There was Les, who I’d met in the check-in line before departing Shenyang for Seoul. We were the only Westerners around, and he unabashedly spoke past the people separating us. We exchanged cards, mine labeled with the misnomer that I answer to. “So Christian, are you a Christian?” he plainly posed, clearly excited by the find. Knowing the type of person that asks such a question so boldly, I sheepishly lied with a hesitant yes, unwilling to damn myself to some theological debate for the next few hours. Over KFC coffee he told me about his evangelism in atheist China. He described to me the feeling of Hell as fleeing forever from a pack of vicious dogs in pitch-black. He told me about the dinners he would have with his Christian and non-Christian students; he used the phrase ‘sick ‘em!’ to describe how the Christian students would try and convert the non-believers by dessert. I wondered if the dogs that chase you through Hell are really just the missionaries you avoided so well in life. We departed and I watched the serpentine streets become the swirling fingerprint of the land, and, as we ascended higher, the tops of the clouds become the snow-covered mountains of Heaven, all illuminated by the fire-white alien orb of the burning up Sun.

Then there was Mary, the Southern belle from Savannah, Georgia who struck up a conversation with me while we waited for our flights in Atlanta. She casually slipped words like ‘yonder’ and ‘high-falutin’ into our short talk, and she questioned my Southern roots when I expressed Democratic sentiments. She told me about her life-changing accident. How she had been hit by a train while walking by some tracks in upstate New York. She hadn’t heard it coming, and the rushing force of it had sucked her in like a turbine and spat her out mangled and broken. She said that the doctors told her she made them believe in God by her recovery. When her plane was boarding she wished me luck and limped toward her gate, rotating her whole body across her right hip like a pivot pushing her towards her destination.

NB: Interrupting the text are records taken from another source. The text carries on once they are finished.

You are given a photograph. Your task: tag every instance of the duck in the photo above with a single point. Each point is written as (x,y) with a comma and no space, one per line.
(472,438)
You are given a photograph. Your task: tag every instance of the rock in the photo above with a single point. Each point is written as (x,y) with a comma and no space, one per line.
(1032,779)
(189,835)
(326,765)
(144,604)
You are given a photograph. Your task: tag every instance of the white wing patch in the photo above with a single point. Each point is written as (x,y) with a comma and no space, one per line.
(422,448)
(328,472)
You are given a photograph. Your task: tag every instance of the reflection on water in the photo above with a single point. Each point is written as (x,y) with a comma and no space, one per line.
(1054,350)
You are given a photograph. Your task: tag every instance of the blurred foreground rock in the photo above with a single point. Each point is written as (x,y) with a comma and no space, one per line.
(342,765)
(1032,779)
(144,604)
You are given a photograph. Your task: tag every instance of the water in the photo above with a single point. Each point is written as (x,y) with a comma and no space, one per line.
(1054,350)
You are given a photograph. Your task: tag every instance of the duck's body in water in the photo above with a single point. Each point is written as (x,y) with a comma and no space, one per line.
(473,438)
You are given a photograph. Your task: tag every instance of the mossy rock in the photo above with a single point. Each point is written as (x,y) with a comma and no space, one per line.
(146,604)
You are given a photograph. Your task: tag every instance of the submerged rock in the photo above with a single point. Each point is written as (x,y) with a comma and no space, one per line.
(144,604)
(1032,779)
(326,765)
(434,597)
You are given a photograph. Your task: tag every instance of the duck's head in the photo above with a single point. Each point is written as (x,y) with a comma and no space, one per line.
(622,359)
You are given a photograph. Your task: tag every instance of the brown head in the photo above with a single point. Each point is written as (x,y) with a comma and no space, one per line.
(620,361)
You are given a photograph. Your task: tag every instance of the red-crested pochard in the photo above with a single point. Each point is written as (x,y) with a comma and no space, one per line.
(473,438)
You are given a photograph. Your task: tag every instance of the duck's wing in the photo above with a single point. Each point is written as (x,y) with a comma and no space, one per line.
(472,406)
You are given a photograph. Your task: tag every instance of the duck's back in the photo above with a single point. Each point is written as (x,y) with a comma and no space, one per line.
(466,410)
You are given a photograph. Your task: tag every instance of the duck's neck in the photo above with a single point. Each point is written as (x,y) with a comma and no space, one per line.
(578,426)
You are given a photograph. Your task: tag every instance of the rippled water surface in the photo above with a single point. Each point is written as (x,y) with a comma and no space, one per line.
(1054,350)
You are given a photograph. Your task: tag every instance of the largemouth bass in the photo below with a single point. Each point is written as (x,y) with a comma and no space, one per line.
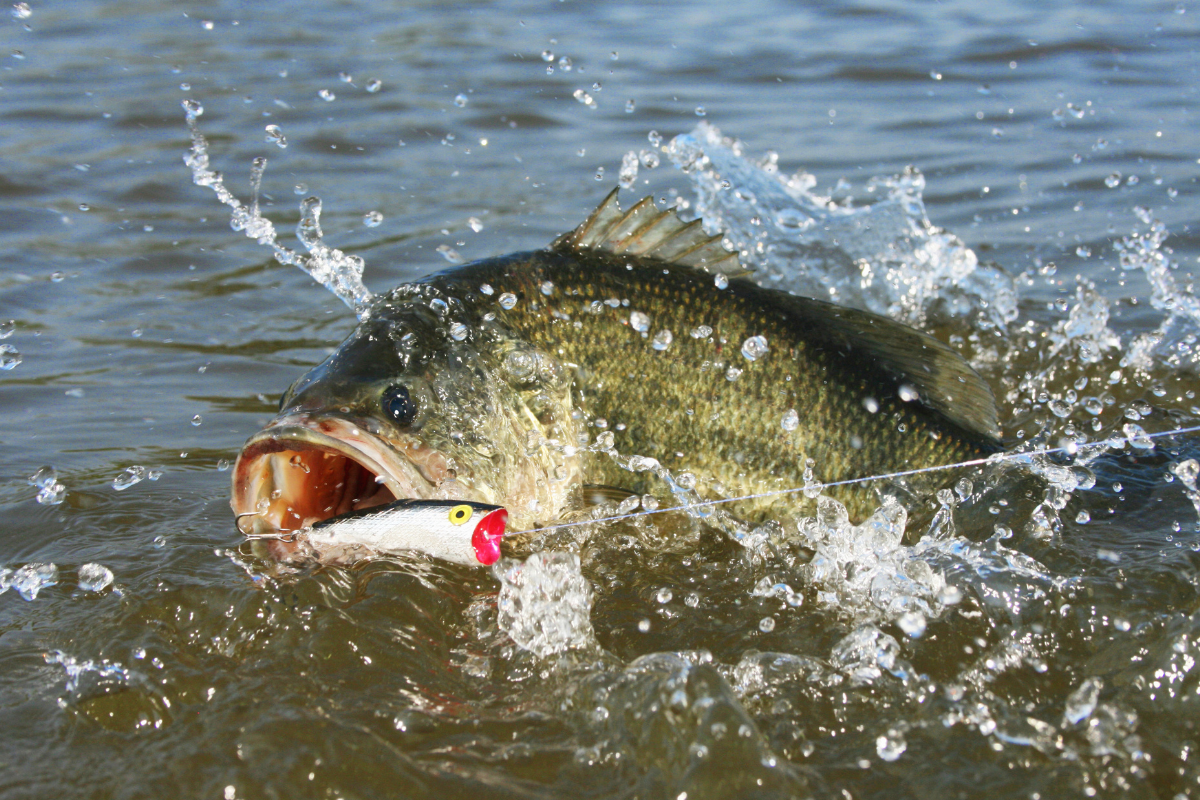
(634,342)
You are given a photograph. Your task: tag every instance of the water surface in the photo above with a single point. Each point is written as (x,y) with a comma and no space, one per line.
(1056,639)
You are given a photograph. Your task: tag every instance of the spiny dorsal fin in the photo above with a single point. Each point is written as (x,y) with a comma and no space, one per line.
(645,230)
(919,364)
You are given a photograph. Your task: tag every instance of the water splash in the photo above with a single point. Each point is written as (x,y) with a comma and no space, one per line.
(545,602)
(886,257)
(1176,342)
(329,266)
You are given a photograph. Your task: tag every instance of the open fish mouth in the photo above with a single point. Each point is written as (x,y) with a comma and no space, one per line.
(304,469)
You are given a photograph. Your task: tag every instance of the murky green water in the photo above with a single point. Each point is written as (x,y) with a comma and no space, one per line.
(1043,645)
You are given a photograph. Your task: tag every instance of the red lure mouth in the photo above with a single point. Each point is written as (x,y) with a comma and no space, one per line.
(486,539)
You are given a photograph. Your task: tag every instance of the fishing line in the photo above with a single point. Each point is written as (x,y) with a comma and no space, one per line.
(821,486)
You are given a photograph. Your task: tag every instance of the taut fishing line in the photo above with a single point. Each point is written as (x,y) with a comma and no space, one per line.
(997,458)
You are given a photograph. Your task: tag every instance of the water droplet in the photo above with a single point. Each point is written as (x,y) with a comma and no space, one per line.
(129,476)
(95,577)
(9,356)
(891,745)
(275,136)
(628,174)
(1060,408)
(192,108)
(754,348)
(949,595)
(912,624)
(1083,702)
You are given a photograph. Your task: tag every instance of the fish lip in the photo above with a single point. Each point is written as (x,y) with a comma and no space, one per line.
(300,433)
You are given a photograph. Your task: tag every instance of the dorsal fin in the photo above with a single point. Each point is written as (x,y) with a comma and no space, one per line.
(645,230)
(919,364)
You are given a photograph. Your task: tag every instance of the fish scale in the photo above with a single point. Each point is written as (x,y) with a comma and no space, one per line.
(733,437)
(481,382)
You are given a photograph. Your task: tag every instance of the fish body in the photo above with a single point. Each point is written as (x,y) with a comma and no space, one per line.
(623,348)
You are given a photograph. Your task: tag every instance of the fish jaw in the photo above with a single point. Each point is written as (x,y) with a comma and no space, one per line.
(303,469)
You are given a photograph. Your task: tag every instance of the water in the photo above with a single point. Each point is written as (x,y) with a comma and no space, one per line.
(1015,178)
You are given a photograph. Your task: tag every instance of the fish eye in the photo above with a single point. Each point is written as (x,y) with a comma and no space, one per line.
(399,405)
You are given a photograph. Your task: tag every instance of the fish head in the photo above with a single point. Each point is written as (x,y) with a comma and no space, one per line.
(414,404)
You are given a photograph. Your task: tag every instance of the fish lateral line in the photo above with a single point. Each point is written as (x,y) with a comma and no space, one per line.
(995,458)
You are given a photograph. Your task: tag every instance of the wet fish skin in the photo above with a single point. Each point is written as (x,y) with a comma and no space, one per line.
(679,405)
(510,382)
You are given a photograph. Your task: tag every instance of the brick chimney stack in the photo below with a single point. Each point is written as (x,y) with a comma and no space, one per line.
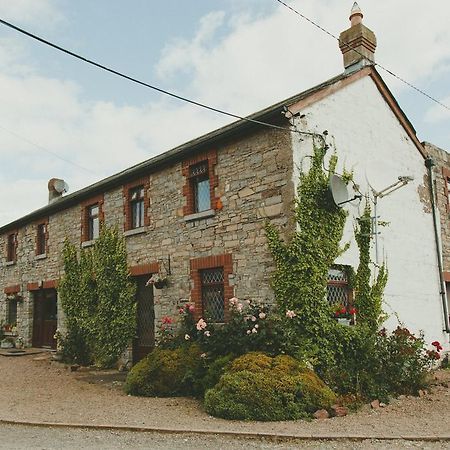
(358,43)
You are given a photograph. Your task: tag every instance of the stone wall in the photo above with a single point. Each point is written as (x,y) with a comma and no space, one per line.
(254,184)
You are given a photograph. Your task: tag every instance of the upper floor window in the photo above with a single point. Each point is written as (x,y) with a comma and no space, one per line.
(448,192)
(136,204)
(200,185)
(446,176)
(41,238)
(11,247)
(91,218)
(137,207)
(93,221)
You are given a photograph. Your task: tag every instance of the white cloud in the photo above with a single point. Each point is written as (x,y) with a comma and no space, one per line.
(236,62)
(437,113)
(36,12)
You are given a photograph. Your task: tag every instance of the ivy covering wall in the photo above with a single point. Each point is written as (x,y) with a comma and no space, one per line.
(97,297)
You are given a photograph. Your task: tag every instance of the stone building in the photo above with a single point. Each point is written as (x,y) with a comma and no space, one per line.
(196,213)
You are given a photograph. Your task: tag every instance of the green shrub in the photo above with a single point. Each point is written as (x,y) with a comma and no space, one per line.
(167,373)
(215,370)
(378,365)
(258,387)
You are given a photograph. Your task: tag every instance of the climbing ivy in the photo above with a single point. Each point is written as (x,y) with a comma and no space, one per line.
(302,263)
(368,295)
(97,297)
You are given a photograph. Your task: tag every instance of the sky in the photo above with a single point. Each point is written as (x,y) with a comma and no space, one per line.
(60,117)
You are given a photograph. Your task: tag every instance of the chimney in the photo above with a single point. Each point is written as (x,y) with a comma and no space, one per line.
(56,188)
(358,43)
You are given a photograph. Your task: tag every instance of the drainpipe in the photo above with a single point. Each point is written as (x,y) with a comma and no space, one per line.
(429,163)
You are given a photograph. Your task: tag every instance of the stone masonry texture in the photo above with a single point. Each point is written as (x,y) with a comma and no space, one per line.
(254,184)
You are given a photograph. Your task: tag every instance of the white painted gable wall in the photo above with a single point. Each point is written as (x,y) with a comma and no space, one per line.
(370,141)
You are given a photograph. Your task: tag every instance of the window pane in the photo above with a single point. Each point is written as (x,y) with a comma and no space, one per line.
(41,239)
(199,169)
(93,222)
(12,312)
(137,214)
(337,288)
(213,294)
(202,195)
(11,251)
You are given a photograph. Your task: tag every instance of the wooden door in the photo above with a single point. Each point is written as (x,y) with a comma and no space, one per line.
(45,319)
(145,330)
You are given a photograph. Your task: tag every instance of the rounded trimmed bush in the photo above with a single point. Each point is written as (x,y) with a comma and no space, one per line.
(166,373)
(258,387)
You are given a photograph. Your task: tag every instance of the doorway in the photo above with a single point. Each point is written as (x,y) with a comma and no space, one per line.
(144,341)
(45,318)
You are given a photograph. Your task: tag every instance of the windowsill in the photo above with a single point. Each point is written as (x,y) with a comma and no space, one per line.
(200,215)
(88,243)
(135,231)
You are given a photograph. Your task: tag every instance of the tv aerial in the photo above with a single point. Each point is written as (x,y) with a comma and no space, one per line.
(402,180)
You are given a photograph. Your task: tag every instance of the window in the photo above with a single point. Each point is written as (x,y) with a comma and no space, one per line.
(213,301)
(200,186)
(338,289)
(137,210)
(11,247)
(11,314)
(448,193)
(91,218)
(211,288)
(41,238)
(136,202)
(446,176)
(93,213)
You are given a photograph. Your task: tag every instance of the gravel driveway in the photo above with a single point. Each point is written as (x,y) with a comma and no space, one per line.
(37,389)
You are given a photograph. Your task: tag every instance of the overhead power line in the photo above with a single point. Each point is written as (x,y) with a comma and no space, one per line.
(150,86)
(315,24)
(44,149)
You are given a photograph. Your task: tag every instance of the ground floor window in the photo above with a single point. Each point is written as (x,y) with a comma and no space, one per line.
(11,312)
(339,292)
(211,287)
(213,301)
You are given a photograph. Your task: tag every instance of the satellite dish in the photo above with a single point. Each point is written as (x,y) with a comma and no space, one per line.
(339,191)
(61,186)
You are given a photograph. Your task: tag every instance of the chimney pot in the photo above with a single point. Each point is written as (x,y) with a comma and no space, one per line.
(358,43)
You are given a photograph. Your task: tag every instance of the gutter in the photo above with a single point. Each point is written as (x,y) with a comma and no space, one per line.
(429,164)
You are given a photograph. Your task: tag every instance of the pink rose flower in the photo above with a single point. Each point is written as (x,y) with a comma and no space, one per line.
(201,325)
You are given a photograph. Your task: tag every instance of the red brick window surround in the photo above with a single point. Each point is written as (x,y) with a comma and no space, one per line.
(41,237)
(200,177)
(11,246)
(92,217)
(338,289)
(136,201)
(446,175)
(211,288)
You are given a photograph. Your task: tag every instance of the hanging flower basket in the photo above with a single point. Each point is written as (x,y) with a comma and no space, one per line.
(158,281)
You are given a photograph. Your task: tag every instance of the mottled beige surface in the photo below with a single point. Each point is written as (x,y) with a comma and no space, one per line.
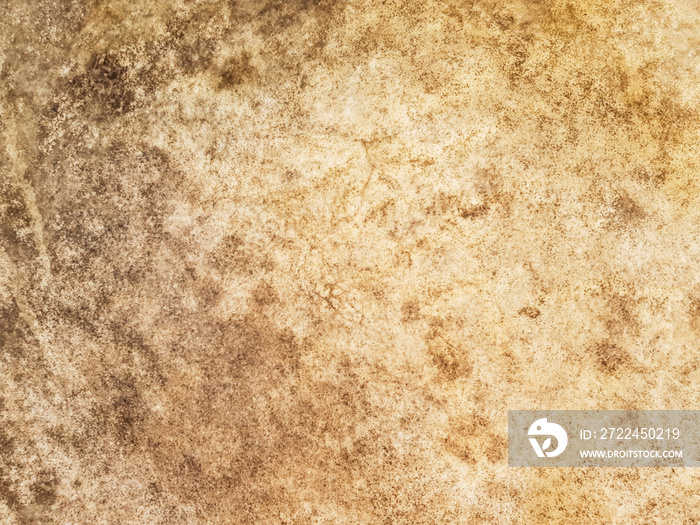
(292,262)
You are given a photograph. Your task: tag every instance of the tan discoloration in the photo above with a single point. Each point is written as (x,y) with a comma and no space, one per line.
(292,262)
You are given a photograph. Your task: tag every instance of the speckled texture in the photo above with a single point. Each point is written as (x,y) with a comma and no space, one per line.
(292,262)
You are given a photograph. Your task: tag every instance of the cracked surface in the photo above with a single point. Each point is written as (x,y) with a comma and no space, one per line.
(292,262)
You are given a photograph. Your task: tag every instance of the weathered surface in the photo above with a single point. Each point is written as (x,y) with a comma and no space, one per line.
(292,262)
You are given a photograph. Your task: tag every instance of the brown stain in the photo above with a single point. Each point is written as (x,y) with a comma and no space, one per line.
(530,311)
(610,357)
(236,71)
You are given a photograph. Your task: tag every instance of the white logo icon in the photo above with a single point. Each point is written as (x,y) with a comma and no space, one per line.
(543,428)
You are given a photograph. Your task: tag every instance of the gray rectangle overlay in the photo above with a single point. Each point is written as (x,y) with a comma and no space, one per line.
(604,438)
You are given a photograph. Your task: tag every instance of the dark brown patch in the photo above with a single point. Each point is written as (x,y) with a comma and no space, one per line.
(44,489)
(627,211)
(107,83)
(694,313)
(410,311)
(236,71)
(451,361)
(610,357)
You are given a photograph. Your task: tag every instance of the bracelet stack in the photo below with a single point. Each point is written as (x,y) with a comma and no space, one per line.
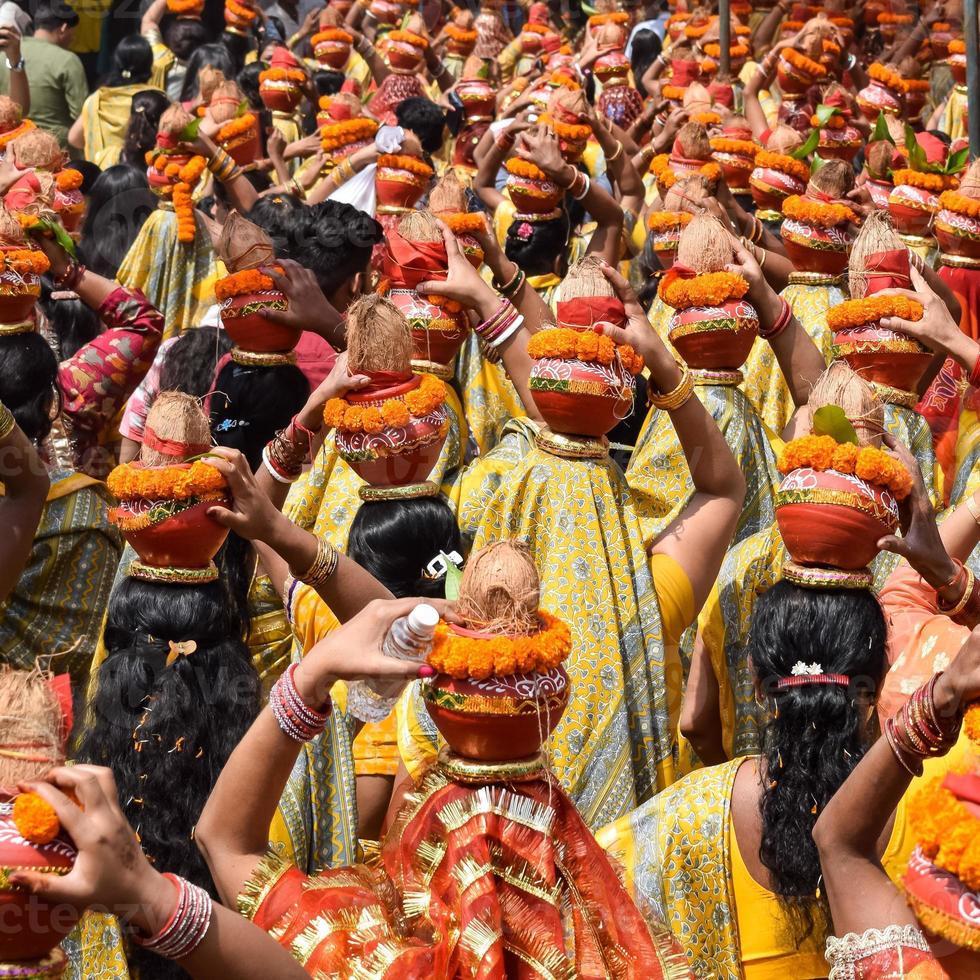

Then there was John, the American I’d overheard talking in the plane to Seoul. His ultimate destination was the Philippines, and he was making the trip with high hopes and an engagement ring tucked away in his pocket. He had never touched his wife-to-be. He had never left America, and she had never left the Philippines. Their only contact was virtual. They had met online four months ago, and Skyped each other for hours each night since their initial pairing. I wondered to myself what they could possibly talk about. I wondered about the nature of love, about culture, and about their connection. 4000 feet above the Earth I went to sleep sandwiched between two strangers.

I woke when our small taxi hit a larger than normal pot-hole in the frozen Anshan road. The steady hiccup of the sputtering engine must have lulled me to sleep. I listened to the sounds of a heated argument about the intended destination of my fellow-passengers. We passed familiar buildings and rubble that took an eerie glow in the night smog and frozen snow from last week’s flurries. I was dropped at the gate of my university and walked the quarter mile through my crystalized breath toward the light of my dorm.